The Mac OS and Linux .tar.gz
packages are designed to be installed in /usr/local
. You can install them in other locations, but then you need to set the GF_LIB_PATH
environment variable:
export GF_LIB_PATH=/usr/local/share/gf-3.9/lib
where /usr/local
should be replaced with the path to the location where you unpacked the package.
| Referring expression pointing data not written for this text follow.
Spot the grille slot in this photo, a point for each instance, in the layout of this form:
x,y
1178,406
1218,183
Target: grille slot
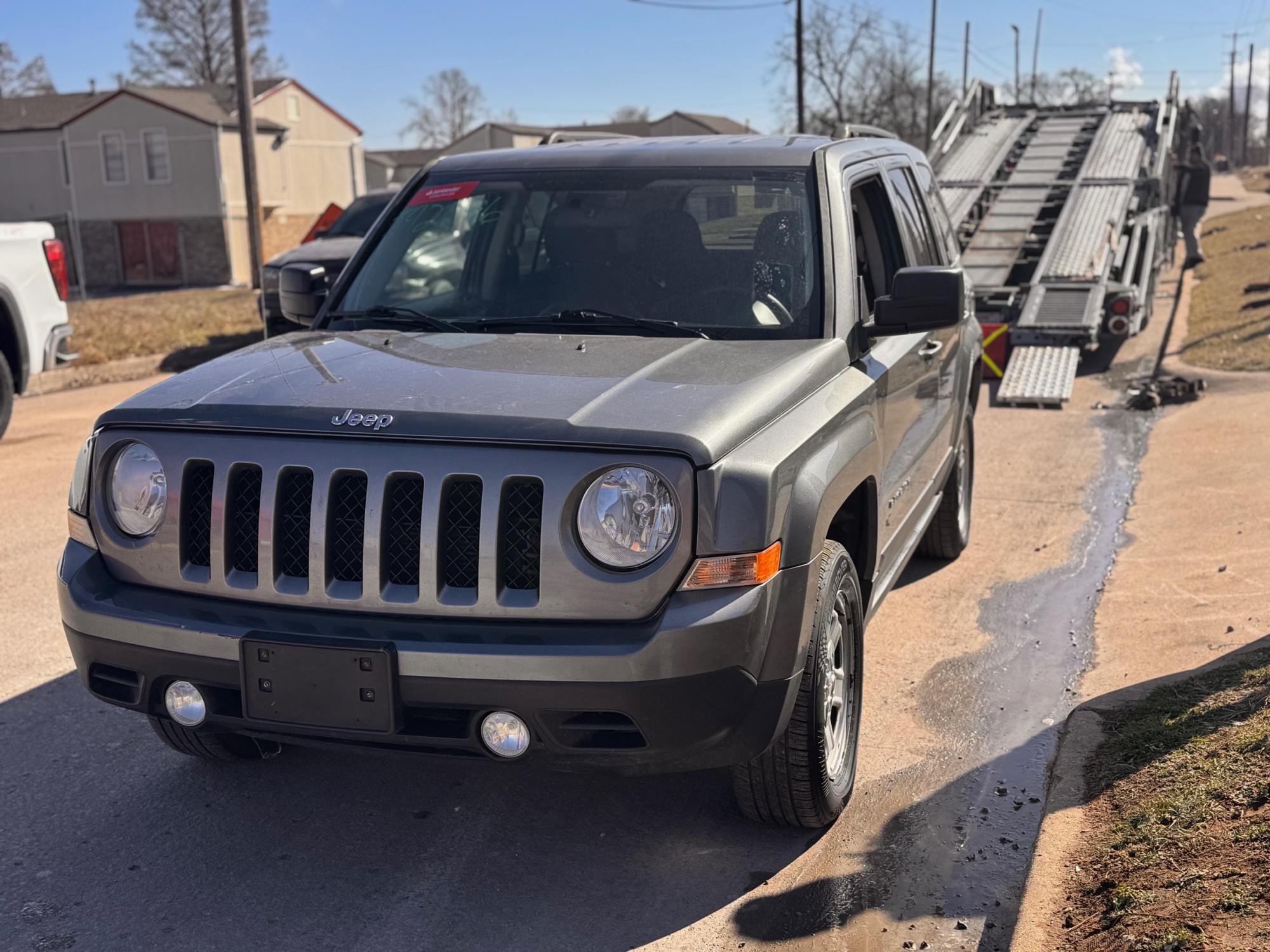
x,y
196,513
294,517
460,534
346,527
521,535
244,520
403,524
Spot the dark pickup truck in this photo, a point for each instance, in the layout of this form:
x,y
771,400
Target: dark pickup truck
x,y
622,493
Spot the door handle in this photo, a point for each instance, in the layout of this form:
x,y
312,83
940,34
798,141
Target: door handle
x,y
930,348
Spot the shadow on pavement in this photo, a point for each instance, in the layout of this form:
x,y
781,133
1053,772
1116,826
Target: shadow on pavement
x,y
110,841
943,852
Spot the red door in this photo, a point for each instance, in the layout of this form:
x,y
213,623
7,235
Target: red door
x,y
149,252
133,252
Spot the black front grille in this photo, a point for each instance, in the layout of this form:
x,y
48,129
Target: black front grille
x,y
244,520
460,534
403,522
295,513
196,513
346,527
521,534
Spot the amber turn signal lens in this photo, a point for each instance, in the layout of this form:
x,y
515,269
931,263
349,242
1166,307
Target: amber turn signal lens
x,y
722,572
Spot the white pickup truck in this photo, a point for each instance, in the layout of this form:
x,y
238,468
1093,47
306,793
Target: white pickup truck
x,y
34,324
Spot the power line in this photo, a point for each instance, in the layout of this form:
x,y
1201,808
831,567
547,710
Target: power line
x,y
711,7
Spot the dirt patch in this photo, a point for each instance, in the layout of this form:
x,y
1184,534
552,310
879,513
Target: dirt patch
x,y
135,326
1255,178
1177,852
1229,327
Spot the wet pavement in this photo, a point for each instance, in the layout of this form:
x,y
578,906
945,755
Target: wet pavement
x,y
107,840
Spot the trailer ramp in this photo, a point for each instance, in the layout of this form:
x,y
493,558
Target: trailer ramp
x,y
1039,376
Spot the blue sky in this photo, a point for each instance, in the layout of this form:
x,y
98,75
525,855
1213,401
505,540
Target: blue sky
x,y
571,62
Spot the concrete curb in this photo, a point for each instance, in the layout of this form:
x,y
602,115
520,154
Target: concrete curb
x,y
129,369
111,373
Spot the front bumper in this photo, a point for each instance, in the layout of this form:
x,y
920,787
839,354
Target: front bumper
x,y
711,682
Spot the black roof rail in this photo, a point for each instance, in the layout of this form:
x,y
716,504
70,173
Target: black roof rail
x,y
859,130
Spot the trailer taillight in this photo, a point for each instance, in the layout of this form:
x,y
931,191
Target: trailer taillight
x,y
55,253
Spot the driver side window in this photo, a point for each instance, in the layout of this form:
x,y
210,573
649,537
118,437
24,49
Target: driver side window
x,y
879,251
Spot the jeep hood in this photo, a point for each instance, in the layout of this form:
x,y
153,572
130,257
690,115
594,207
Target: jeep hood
x,y
695,397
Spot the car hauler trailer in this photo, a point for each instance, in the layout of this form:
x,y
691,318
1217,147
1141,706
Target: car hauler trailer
x,y
1065,220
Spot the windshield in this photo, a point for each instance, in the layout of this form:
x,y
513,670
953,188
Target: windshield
x,y
730,252
360,216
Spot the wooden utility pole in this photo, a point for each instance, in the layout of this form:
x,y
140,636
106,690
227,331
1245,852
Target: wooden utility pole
x,y
798,58
930,81
1230,124
1037,54
1248,111
247,135
1017,63
966,62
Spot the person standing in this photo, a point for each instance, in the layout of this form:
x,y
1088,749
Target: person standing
x,y
1192,202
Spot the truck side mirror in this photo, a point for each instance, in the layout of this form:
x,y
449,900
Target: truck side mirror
x,y
920,300
302,293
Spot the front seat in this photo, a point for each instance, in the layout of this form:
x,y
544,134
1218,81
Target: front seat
x,y
780,260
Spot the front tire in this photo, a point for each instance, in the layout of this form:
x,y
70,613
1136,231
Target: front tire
x,y
949,532
208,746
7,395
807,776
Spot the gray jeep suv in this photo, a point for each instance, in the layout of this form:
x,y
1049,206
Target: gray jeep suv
x,y
624,494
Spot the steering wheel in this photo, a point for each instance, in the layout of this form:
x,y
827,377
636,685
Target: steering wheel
x,y
777,308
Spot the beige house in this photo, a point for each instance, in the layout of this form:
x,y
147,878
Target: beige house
x,y
389,167
147,183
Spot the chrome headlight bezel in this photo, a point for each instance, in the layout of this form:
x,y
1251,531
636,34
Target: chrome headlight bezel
x,y
142,517
650,506
82,479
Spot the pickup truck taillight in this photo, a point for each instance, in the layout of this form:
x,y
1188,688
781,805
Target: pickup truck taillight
x,y
55,253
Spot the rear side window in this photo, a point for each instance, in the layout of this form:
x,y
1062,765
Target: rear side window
x,y
939,214
912,220
879,252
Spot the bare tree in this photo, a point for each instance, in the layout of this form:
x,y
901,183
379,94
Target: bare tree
x,y
863,69
18,81
190,43
631,114
1071,87
446,110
GF is on Hackage, so under normal circumstances the prodedure is fairly simple:
cabal update
cabal install gf
You can also download the full source package from here: gf-3.9.tar.gz
.
The above steps installs GF for a single user. The executables are put in $HOME/.cabal/bin
(or, with recent versions of the Haskell platform on Mac OS X, in $HOME/Library/Haskell/bin
), so it is a good idea to put a line in your .bash_profile
or .profile
to add that directory to you path:
PATH=$HOME/.cabal/bin:$PATH
or
PATH=$HOME/Library/Haskell/bin:$PATH
Note 1. GF uses haskeline
, which on Linux depends on some non-Haskell libraries that won't be installed automatically by cabal, and therefore need to be installed manually. Here is one way to do this:
sudo apt-get install libghc-haskeline-dev
sudo yum install ghc-haskeline-devel
Note 2. The GF source code has been updated to compile with GHC 8.2.1. Using older versions of GHC (e.g. 8.0.x and 7.10.3) should still work too.
The first time:
git clone https://github.com/GrammaticalFramework/gf-core.git
cd gf-core
cabal install
and
git clone https://github.com/GrammaticalFramework/gf-rgl.git
cd gf-rgl
make
Subsequently:
cd gf-core
git pull
cabal install
and
cd gf-rgl
git pull
make
The above notes for installing from source apply also in these cases. For more info on working with the GF source code, see the GF Developers Guide.
You can also use Stack to compile GF, just replace cabal install
above with stack install
(assuming you already have Stack set up).